How do virtual destructors work?

Question

I am using gcc. I am aware how the virtual destructors solve the problem when we destroy a derived class object pointed by a base class pointer. I want to know how do they work?

class A
{
      public:
      A(){cout<<"A constructor"<<endl;}
     ~A(){cout<<"A destructor"<<endl;}

};

class B:public A
{
      public:
      B(){cout<<"B constructor"<<endl;}
      ~B(){cout<<"B destructor"<<endl;}
};       

int main()
{
  A * a = new B();
  delete a;    
  getch();
  return 0;   
} 

When I change A's destructor to a virtual function, the problem is solved. What is the inner working for this. Why do I make A's destructor virtual. I want to know what happens to the vtable of A and B?

Answer 1

Virtual destructor is just a virtual function, so it adheres to the same rules.

When you call delete a, a destructor is implicitly called. If the destructor is not virtual, you get called a->~A(), because it's called as every other non-virtual function.

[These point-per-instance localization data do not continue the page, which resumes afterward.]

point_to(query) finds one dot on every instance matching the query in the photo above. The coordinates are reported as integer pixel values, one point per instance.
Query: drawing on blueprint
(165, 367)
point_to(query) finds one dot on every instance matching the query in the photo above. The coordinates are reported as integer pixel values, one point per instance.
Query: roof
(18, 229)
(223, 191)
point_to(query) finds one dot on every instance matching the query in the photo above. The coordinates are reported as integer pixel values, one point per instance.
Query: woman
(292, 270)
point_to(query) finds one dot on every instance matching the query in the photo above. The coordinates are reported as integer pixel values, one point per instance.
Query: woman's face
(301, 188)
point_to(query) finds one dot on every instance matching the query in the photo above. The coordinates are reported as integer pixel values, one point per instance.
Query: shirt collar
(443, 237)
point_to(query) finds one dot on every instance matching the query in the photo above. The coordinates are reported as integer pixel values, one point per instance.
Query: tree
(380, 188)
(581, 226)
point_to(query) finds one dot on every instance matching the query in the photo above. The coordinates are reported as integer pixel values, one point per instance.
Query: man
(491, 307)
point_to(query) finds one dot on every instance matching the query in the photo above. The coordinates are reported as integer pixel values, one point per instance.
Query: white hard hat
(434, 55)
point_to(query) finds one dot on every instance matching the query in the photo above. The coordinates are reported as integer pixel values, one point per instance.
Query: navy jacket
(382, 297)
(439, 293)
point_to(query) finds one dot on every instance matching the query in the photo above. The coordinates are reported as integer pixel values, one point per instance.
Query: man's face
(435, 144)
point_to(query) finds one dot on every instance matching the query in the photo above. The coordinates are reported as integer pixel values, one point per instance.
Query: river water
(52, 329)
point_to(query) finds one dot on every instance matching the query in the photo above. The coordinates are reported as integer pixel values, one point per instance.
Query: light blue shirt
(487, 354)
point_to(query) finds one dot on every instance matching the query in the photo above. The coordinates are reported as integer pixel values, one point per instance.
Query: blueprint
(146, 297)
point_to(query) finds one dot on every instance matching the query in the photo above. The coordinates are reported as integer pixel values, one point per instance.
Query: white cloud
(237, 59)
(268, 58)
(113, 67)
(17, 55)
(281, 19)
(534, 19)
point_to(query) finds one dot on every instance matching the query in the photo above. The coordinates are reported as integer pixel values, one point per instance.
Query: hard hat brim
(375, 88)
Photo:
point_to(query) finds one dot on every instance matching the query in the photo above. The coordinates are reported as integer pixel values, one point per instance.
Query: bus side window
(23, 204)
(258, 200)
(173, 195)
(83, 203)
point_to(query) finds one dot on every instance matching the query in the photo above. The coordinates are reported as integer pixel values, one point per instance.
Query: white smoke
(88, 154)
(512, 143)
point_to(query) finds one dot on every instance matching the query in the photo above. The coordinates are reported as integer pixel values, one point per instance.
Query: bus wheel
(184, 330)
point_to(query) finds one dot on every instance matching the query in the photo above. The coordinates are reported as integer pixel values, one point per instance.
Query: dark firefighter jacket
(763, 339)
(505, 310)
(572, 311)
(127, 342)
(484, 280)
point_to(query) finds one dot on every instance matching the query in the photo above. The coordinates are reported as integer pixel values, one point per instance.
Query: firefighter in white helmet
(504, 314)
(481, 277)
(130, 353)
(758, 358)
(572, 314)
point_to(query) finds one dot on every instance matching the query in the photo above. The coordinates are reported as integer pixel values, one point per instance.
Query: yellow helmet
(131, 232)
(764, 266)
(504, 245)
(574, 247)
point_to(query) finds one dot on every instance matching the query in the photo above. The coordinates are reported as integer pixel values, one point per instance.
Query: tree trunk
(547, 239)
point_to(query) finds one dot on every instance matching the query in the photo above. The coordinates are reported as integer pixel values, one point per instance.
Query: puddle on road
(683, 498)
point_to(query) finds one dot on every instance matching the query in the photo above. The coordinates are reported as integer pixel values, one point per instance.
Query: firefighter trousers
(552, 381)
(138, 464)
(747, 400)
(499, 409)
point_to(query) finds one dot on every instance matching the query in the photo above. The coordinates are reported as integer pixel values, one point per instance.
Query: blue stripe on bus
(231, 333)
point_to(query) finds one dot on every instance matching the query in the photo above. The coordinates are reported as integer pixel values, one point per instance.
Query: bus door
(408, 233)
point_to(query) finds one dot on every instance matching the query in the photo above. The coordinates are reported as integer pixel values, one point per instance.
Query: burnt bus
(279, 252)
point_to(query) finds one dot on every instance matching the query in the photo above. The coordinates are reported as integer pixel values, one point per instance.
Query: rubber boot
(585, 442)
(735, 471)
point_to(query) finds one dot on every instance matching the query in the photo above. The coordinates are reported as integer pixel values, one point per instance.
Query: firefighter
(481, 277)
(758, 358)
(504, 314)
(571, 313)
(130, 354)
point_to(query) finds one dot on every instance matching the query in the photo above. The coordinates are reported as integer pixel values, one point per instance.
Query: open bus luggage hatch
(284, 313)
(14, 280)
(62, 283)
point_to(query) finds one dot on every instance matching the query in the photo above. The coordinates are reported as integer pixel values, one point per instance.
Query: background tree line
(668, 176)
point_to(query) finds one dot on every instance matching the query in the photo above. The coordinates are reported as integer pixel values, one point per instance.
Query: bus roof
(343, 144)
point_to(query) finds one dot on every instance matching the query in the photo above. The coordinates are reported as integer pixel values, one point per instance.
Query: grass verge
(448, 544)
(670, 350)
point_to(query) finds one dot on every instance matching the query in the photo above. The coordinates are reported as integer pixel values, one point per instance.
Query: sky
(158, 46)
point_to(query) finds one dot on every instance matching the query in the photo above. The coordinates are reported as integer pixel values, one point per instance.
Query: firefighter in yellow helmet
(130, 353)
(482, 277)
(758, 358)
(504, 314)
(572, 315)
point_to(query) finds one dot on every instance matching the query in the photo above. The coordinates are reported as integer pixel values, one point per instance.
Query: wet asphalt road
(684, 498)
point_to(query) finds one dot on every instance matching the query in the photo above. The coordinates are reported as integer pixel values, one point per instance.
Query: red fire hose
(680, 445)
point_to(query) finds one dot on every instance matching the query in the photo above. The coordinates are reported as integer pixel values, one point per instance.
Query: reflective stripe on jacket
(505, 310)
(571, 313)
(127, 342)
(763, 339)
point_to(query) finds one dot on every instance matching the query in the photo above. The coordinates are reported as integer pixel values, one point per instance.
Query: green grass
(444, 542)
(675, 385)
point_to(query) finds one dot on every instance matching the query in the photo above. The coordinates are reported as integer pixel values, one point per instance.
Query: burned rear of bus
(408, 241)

However if the destructor is virtual, you get ~B() called, as expected: the destructor function is virtual, so what gets called is the destructor of derived class, not base class.

Edit:
Note that the destructor of the base class will be called implicitly after the destructor of the derived class finishes. This is a difference to the usual virtual functions.

Answer 2

The key thing you need to know is that not using a virtual destructor in the above code is undefined behavior and that's not what you want. Virtual destructors are like any other virtual functions - when you call delete the program will decide what destructor to call right in runtime and that solves your problem.